The report is part of the Carbon Track & Trace (CTT) project under the Climate-KIC Flagship Low Carbon City Lab (LoCaL). Carbon Track & Trace is intended to provide the City of Trondheim with a sound empirical basis for the development of more advanced greenhouse gas emissions inventory methods, including the eventual deployment of autonomous sensors and automated software to reduce the cost and complexity of conducting GHG inventories. The gap analysis that is presented, is the result of a research and innovation collaboration between the City of Trondheim, the Norwegian University of Science and Technology (NTNU), and ICLEI Europe– Local Governments for Sustainability.
An additional goal of the project is to help develop better methods of decision-support and planning support for municipal mitigation planning through integration into strategic planning instruments, cost-benefit assessments (CBA) and geo-spatial databases.
To read the full report, please visit this page.
Municipal GHG emission inventories are frequently expensive and time-consuming to build, maintain, validate, and evaluate.
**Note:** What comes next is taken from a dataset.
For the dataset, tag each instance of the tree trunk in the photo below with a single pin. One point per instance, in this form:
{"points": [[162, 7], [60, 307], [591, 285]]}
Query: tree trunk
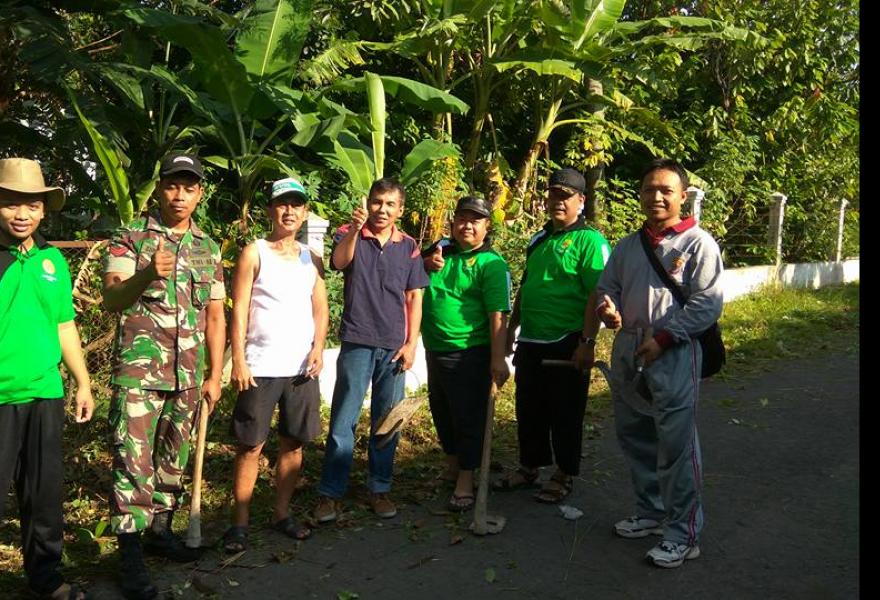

The absence of detailed cost/benefit calculations for ex-ante, ex-durante, and ex-post appraisal means that municipal and regional governments often lack even rudimentary understanding of projected or outturn costs and benefits of their mitigation strategies.
Carbon Track & Trace (CTT) is one of the activities through which Low Carbon City Lab (LoCaL) supports cities to better assess and report their GHG emissions.